I am very fond of Asian cooking so I've done the same myself with unusual ingredients such as canned bamboo shoots, sliced lotus root, and water chestnuts - I never need a whole can-full in one recipe (and would work out far too expensive). It's lovely to be able to dip into the freezer for a few of those ingredients for a stir-fry!

Sometimes it does affect texture though depending on what it is - but I'm sure the cats won't mind. You would obviously need to make sure it is totally thawed and brought up to room temperature before serving though, as cats tend to refuse cold food (it's just not as smelly and enticing!).


----------



## Tje (Jan 16, 2010)

just thought I'd come back with my update. 

Well I froze it 2 weeks ago and defrosted their first portion yesterday and it was fine. 

It wasn't mushy or watery or any different to how it is when it comes out of the tin. 

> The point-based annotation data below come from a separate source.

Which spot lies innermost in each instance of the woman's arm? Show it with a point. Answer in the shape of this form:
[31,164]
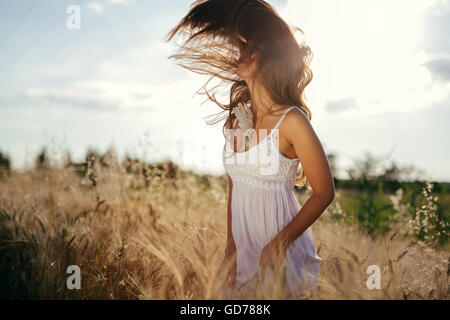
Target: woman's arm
[299,132]
[230,239]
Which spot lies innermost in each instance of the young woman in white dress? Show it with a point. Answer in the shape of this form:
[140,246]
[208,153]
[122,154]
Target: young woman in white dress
[247,45]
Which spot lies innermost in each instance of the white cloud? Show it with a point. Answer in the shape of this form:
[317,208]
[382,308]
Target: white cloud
[121,1]
[366,50]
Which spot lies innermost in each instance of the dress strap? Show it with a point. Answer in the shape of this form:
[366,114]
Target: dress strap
[282,117]
[234,124]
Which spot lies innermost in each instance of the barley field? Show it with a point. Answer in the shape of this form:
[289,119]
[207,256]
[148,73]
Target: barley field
[154,231]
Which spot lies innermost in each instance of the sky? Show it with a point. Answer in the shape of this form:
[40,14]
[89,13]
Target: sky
[381,82]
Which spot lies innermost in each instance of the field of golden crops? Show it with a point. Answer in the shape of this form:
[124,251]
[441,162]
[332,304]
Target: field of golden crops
[157,232]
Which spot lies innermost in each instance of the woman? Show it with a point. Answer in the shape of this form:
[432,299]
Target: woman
[246,45]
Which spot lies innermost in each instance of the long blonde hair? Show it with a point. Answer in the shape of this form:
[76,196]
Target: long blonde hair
[214,33]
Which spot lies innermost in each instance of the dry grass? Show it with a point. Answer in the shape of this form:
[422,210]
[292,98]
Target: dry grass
[161,235]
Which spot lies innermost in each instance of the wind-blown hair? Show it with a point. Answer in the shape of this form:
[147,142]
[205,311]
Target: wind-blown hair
[215,33]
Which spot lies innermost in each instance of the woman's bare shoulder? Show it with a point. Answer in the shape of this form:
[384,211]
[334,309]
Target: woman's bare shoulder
[296,123]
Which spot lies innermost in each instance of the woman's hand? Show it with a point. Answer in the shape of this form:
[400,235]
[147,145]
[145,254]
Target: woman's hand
[272,254]
[229,259]
[244,116]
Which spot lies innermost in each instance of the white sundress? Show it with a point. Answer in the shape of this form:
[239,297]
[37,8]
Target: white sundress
[263,203]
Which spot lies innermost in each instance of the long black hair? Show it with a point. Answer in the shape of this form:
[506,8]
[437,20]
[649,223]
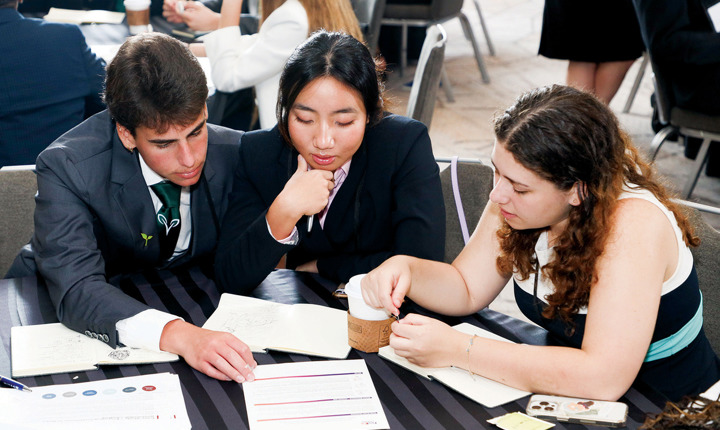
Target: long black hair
[335,55]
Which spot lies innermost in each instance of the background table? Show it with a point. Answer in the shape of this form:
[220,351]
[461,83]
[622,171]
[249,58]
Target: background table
[409,401]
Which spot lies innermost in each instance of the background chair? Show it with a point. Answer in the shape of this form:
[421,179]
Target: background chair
[424,15]
[18,186]
[474,183]
[423,94]
[707,265]
[369,13]
[684,122]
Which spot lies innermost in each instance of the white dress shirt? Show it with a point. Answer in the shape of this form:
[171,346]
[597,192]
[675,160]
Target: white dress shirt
[242,61]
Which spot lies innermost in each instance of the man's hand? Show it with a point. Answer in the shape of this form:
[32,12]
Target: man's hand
[217,354]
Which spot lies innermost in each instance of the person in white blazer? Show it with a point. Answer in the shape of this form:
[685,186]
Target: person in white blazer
[241,61]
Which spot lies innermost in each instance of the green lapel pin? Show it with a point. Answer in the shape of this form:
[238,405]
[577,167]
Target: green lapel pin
[146,237]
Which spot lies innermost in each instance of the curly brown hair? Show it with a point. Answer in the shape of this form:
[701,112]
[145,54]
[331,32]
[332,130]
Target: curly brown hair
[569,137]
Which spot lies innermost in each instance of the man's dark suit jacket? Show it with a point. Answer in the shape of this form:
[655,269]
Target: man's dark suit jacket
[686,49]
[92,207]
[50,82]
[391,203]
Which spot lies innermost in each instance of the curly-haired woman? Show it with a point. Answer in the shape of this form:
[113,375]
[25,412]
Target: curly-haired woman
[598,253]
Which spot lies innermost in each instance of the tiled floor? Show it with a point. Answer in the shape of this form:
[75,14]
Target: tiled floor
[464,127]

And it passed the "taste test" with my cats. They munched happily at it. 

Should add this is Animonda CARNY I was freezing, might be different if you froze those pouches with meat pieces in jelly or pate type foods. 

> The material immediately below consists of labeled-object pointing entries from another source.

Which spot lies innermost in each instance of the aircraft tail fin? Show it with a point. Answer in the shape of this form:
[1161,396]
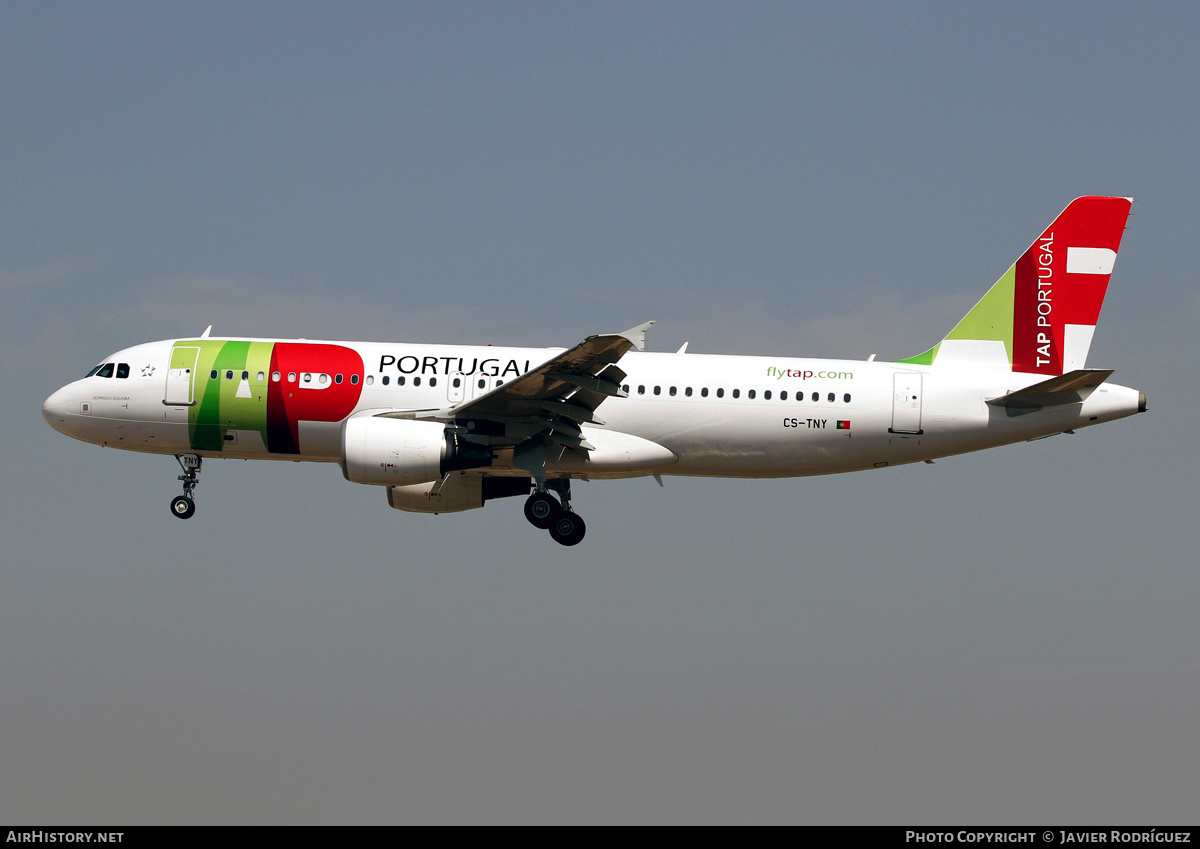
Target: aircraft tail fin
[1041,314]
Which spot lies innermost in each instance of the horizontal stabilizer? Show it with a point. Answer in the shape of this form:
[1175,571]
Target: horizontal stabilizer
[1067,389]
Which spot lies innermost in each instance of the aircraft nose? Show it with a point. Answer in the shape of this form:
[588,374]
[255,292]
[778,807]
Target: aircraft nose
[57,410]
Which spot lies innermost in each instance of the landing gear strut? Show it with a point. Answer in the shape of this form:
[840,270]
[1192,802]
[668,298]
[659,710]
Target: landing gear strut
[545,512]
[184,506]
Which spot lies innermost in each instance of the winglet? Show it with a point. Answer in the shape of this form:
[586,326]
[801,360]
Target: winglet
[637,335]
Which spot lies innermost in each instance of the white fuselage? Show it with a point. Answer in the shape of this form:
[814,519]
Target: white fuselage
[723,416]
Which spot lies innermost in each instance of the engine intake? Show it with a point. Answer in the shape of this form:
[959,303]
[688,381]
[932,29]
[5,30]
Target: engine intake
[395,452]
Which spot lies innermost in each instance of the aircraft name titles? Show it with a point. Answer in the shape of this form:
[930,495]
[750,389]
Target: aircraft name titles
[489,367]
[807,374]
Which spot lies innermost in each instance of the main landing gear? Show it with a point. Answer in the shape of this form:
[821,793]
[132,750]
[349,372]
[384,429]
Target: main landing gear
[544,511]
[184,506]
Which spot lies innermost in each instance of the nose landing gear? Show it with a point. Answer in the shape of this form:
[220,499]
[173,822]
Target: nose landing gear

All in all very pleased indeed.

Thanks to you all who helped me.


----------



## LiaP (Aug 5, 2012)

thanks - I googled freezing cat food because I'm going away for three days.

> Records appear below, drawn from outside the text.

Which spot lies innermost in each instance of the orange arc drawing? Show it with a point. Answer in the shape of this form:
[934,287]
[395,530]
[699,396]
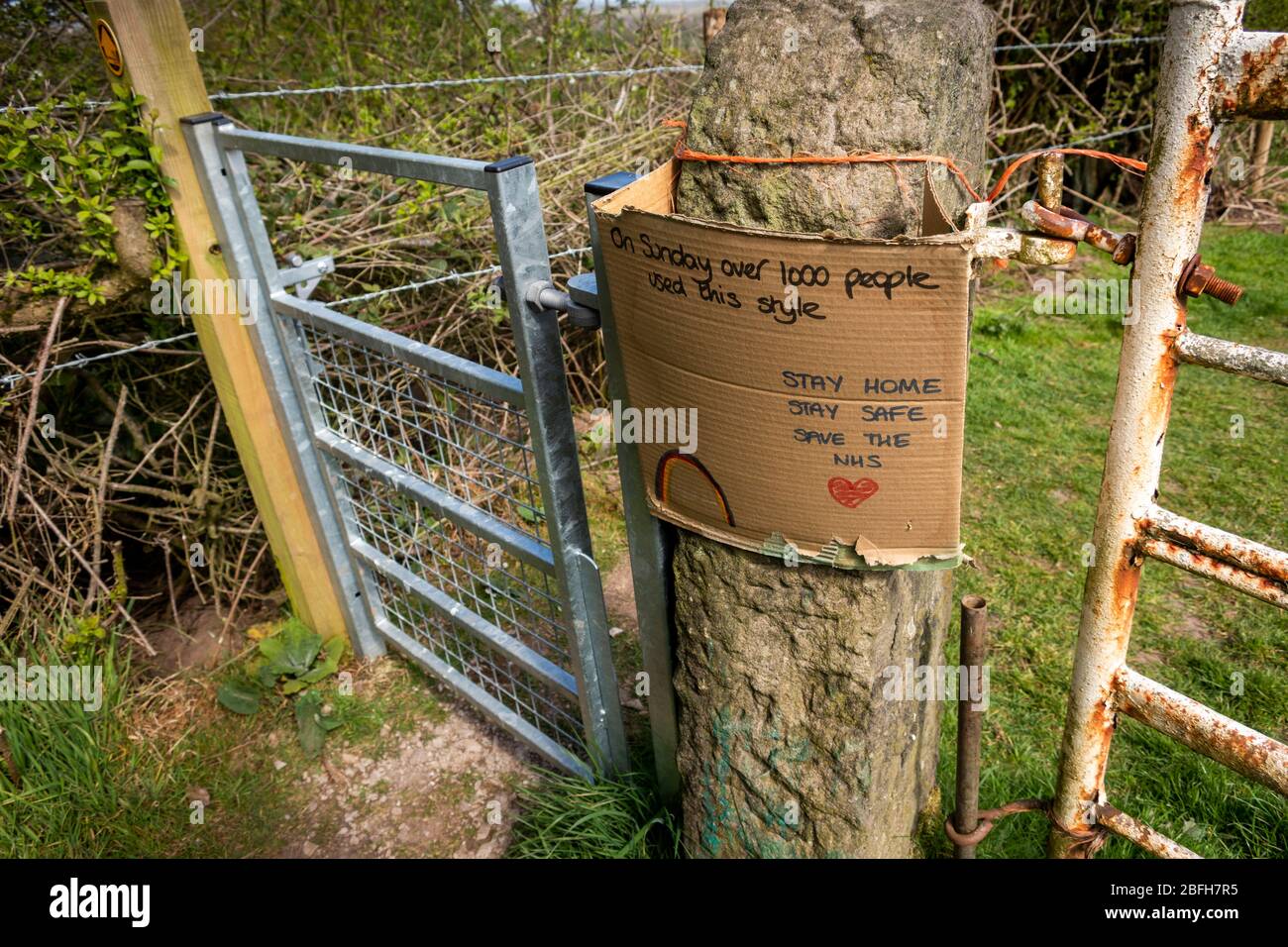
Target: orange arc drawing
[662,482]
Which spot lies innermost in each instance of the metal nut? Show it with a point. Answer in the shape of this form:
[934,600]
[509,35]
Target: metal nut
[1198,279]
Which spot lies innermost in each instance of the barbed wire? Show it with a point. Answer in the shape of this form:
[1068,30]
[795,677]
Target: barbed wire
[416,84]
[451,82]
[81,361]
[1082,44]
[546,76]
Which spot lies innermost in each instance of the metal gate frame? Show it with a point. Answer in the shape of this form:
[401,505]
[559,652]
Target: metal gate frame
[510,680]
[1212,71]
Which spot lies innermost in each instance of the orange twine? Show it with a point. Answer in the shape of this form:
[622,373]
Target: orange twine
[684,154]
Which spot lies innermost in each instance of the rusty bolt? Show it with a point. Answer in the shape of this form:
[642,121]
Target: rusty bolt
[1198,279]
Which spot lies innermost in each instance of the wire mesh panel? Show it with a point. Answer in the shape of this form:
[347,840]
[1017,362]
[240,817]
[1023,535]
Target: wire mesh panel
[455,486]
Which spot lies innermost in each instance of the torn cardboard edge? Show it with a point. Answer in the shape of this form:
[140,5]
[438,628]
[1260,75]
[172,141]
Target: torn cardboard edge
[837,554]
[935,224]
[653,196]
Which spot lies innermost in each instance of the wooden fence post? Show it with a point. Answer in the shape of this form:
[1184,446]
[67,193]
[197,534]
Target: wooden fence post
[155,56]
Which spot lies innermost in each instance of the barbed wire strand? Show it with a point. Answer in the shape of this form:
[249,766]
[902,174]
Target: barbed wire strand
[545,76]
[81,361]
[1106,137]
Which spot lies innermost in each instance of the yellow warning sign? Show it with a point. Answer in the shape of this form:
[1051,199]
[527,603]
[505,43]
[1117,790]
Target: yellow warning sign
[110,48]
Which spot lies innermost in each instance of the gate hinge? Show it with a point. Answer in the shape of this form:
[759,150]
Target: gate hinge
[545,295]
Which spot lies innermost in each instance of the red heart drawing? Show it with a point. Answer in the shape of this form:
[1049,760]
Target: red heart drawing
[851,493]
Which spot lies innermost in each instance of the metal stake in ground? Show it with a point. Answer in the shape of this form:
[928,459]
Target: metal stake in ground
[786,745]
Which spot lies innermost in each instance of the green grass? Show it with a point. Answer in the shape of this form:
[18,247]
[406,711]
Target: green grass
[1038,416]
[91,787]
[566,817]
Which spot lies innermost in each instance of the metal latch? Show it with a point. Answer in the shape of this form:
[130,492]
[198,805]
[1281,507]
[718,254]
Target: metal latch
[305,274]
[545,295]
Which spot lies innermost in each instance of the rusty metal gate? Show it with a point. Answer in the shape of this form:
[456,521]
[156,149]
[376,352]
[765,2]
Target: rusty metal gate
[449,492]
[1212,72]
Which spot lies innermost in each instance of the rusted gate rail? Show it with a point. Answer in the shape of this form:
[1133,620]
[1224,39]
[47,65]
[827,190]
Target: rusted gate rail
[1212,73]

A neighbour will look in on her everyday, but with it being so warm I thought I'd freeze a can in portion sizes in the dishes, and put another can in a tupperware container in the fridge; that way my friend can put out one chilled and one frozen dish each day.
The chilled will be her absolute favourite food (cosma chicken), so she'll dive into it straight away, and the other will have thawed by the time she goes to eat it, but won't have been sitting there warm all day.
She'll have dry food on hand as a back up, so she won't starve if it doesn't work.
I will get the sulky treatment when I get back for deserting her, but catteries for a short period cause just as much upset.

Fingers crossed!


----------



## Ely01 (May 14, 2014)

Ues it s fine to freeze food as long as it's soon after opening and you can keep it in the freezer a couple of months.
Uou can buy small plastic boxes of 100-150gr to freeze individual portions.
I do that with butchers and bozita:
I serve one portion straightaway and put the rest in 3 small boxes that I shove in a bag with a piece of the label so I know what it is. In the freezer.


----------



## Cammy (Mar 17, 2015)

This is a very helpful thread as I have been giving Butchers meaty to Sarah for one meal each day and using other brands for breakfast and dinner. However since they stopped the foil trays I'm finding a tin too big and don't like it sitting in the fridge for days so nice to know it will freeze.


----------



## Lilylass (Sep 13, 2012)

I've done it for quite a while (started with the dog's wet food as the big cans are sooooo much cheaper) and then have done it with Mia's wet foods since (again as the big cans are so much cheaper than say the 200g ones)

If you have a £shop (or some of the supermarkets also sell them), they all tend to have small tubs in packs of 8 which are a perfect size! http://www.poundland.co.uk/food-storage-mini-containers-8-pack


----------